Unless they were told what to look for in such documents that were of particular importance to the transaction in point, they might well miss it, or misunderstand it. It was fundamental that a solicitor owed a duty under his retainer to give the client a proper explanation of documents that required his signature, although the manner in which the solicitor would do so would vary according to the experience, sophistication and needs of the client. In the instant case, the defendant had had to obtain clarifying instructions in relation to the measure of the executives’ refinancing bonuses from one of the two executives in line for such a bonus.
Since the claimant, and not P, had been the client, that ought to have rung cautionary bells with the defendant. It was plain that the proper discharge of the defendant’s duty of care to the claimant had required it, at the conclusion of the drafting process, to have taken steps to ensure that such reviewers properly understood the effect the drafts created on P’s instructions, because advice to P in the course of the drafting exercise could not have been regarded as equivalent to advice to the claimant itself, and the defendant’s duty had been to ensure that the claimant itself had been properly advised.
Accordingly, part of the defendant’s duty to the claimant had been, at the conclusion of the drafting process, to ensure that the finished drafts provided to R, as chairwoman of the committee, had been accompanied by a memorandum explaining in user-friendly language a summary of the scheme and workings of each material change to the executives’ original contracts and identifying where, in the drafts, changes could have been found.
Had such details been provided and had been carefully read, understood and considered by R, in conjunction with the draft contracts themselves, it had been likely, if she had responded to it with proper responsibility, that she would have convened a meeting of the committee to consider the way forward, and there would have been a renegotiation of the terms reflected in the drafts.
However, the judge had been critical of R’s approach to reading documents, and in light of the judge’s factual findings, even if the necessary information had been provided by the defendant, the contracts would still have been signed containing the same refinancing bonus entitlement. Therefore, the claimant’s case failed on causation grounds (see [70]-[72], [85], [100] of the judgment).

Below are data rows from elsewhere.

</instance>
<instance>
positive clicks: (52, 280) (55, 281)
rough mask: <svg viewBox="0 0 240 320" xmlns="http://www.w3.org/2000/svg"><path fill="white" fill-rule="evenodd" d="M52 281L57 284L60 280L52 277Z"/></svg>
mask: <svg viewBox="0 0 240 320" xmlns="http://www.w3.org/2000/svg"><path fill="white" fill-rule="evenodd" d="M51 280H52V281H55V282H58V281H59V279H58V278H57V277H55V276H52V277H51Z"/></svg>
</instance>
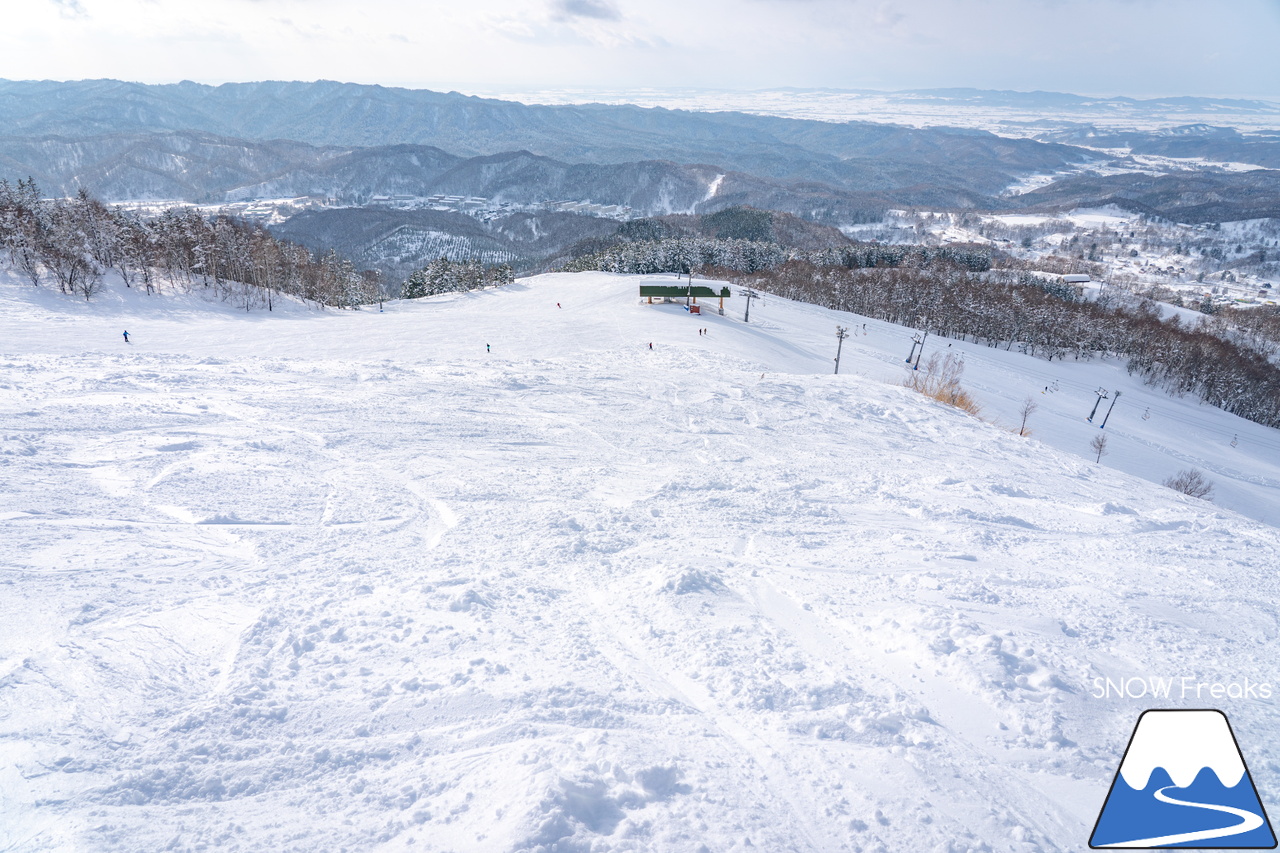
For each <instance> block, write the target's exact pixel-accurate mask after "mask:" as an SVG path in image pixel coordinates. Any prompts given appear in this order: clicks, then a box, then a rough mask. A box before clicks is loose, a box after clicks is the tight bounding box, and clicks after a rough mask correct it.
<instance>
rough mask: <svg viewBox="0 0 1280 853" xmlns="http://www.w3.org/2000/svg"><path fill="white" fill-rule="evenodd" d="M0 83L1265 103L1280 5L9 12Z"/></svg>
mask: <svg viewBox="0 0 1280 853" xmlns="http://www.w3.org/2000/svg"><path fill="white" fill-rule="evenodd" d="M6 5H8V6H9V8H8V9H5V20H4V27H3V29H0V78H8V79H83V78H102V77H108V78H118V79H128V81H136V82H145V83H164V82H178V81H182V79H192V81H196V82H202V83H223V82H239V81H253V79H321V78H323V79H338V81H344V82H358V83H381V85H387V86H406V87H411V88H435V90H448V88H456V90H458V91H463V92H472V93H484V92H490V91H503V90H524V91H531V90H538V88H558V87H570V88H588V90H590V88H599V90H617V88H644V87H655V88H672V87H696V88H733V90H753V88H772V87H782V86H795V87H806V88H808V87H831V88H876V90H899V88H923V87H931V88H932V87H956V86H964V87H977V88H1006V90H1020V91H1029V90H1047V91H1065V92H1075V93H1084V95H1129V96H1135V97H1144V96H1165V95H1216V96H1261V97H1280V51H1276V49H1275V46H1276V45H1277V44H1280V0H1219V1H1217V3H1204V0H911V1H910V3H905V1H900V3H890V1H887V0H470V1H467V3H457V1H452V3H440V1H438V0H412V1H411V0H360V1H358V3H352V1H351V0H23V1H20V3H13V4H6Z"/></svg>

Accordingly, by failing to provide an explanatory note, the defendant had breached its retainer, but that breach had not been causative of the claimant’s loss. In those circumstances, the appeal would be allowed to the effect that the order by which the judge dismissed the claimant’s claim would be substituted for an order that the defendant pay the claimant nominal damages for breach of retainer (see [102] of the judgment).
Decision Proudman J [2012] All ER (D) 20 (Oct) reversed in part.
Nicholas Davidson QC and Benjamin Wood (instructed by Ward Hadaway) for the claimant; Ben Patten QC and Scott Allen (instructed by Clyde & Co LLP) for the defendant.